Unless hunters have gotten to them since.
Destruction of rain forests, plus hunters, may have doomed
these birds. "Overall, the Philippines today has the
most severely endangered plant and animal communities on earth,"
Conservation International points out. "It [ranks] first
in the world for the number [40] of endangered and critically
endangered unique bird species."
We also hold this added distinction: "The Philippines
is third highest in the world (after Indonesia and Brazil,
which are more than 20 times larger) for the number of globally
threatened bird species." Among these, 172 are "endemic"
or unique to the Philippines. And 75 are listed as endangered.
"Most birds today barely survive in a narrow band of
low-land forest around a few mountain peaks," Conservation
International notes. "Illegal logging and clearing for
subsistence farms cut that forest band ever thinner. In some
cases, the damage is greater, sadly definitive and irreversible."
And air guns blast the survivors.
The Philippine barebacked bat is now extinct. "It is
one of the first species to test, and verify, the horrible
prediction of impending extinction for one-third to two-thirds
of the species of mammals unique to the Philippines,"

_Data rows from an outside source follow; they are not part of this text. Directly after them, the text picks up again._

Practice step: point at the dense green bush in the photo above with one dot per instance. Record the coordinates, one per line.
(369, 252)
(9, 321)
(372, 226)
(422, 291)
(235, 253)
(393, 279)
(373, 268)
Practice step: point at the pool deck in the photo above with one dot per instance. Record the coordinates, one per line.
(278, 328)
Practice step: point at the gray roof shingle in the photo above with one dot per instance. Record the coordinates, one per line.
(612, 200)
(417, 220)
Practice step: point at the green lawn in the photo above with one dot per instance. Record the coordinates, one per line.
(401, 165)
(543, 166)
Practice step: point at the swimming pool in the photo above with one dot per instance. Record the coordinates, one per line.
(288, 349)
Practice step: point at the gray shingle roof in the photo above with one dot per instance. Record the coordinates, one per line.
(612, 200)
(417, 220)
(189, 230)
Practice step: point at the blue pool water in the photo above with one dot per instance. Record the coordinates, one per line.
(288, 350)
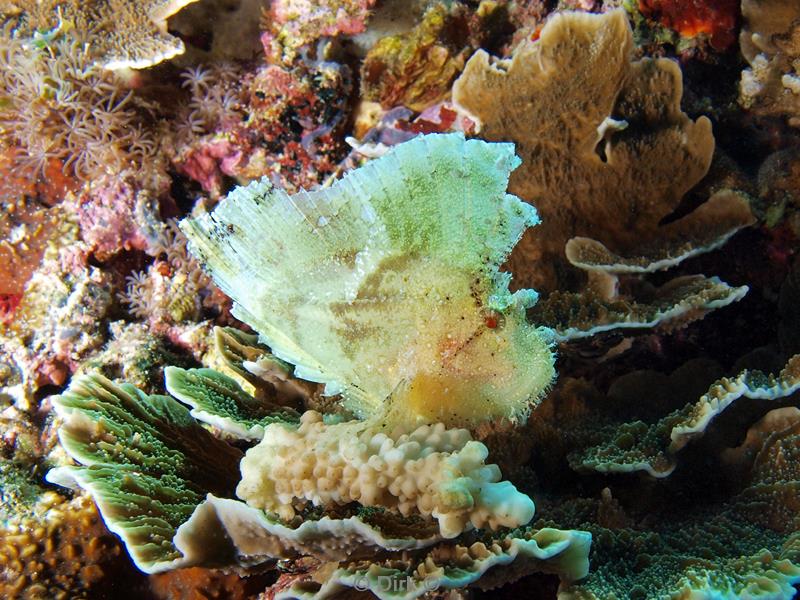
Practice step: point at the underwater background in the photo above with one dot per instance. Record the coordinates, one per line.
(400, 299)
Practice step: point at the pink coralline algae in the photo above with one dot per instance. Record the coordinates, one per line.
(296, 23)
(107, 216)
(208, 160)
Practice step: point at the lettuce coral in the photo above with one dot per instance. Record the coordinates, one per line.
(146, 462)
(744, 548)
(606, 151)
(388, 282)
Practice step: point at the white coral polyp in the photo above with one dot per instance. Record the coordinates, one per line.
(432, 471)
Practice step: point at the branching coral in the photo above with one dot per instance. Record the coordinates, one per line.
(427, 471)
(119, 33)
(59, 105)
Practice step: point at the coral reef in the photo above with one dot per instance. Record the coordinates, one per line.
(68, 555)
(604, 143)
(58, 104)
(334, 418)
(769, 41)
(292, 24)
(458, 335)
(119, 33)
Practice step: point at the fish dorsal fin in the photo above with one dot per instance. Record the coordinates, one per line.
(349, 283)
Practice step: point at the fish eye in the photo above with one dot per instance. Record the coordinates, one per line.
(493, 319)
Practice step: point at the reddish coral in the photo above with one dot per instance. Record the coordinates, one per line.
(8, 304)
(717, 19)
(207, 161)
(107, 219)
(26, 222)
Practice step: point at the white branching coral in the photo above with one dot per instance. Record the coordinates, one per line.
(432, 471)
(58, 104)
(173, 288)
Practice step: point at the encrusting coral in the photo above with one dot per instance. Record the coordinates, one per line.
(380, 293)
(606, 151)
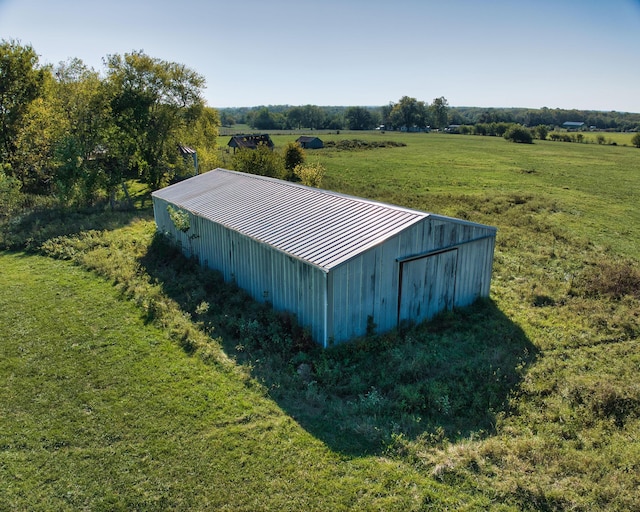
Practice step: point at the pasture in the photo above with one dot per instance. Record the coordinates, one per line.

says Conservation International.
Do these stark facts mean anything to these hunters? We cannot
wait to find out, says Lu. He urges all to save those grisly
website photos before outrage moves the authors to sweep them
under the rug. Those who would like to make common cause can
sign on. Their petition is available on this website address:
http://www.thepetitionsite/I/revolting-local-bird-massacrewebsite.
Perhaps one of the more poignant comments on this "massacre
of the birds" can be found in the graduation address
that National Scientist Dioscoro Umali delivered at the University
of the Philippines just before his death:
"Your children will no longer thrill, as we once did,
to the heart-stopping dive of a hawk. We've stripped the land
of its beauty. And the bitter tragedy is: the victims are
our grandchildren -- flesh of our flesh, bone of our bone."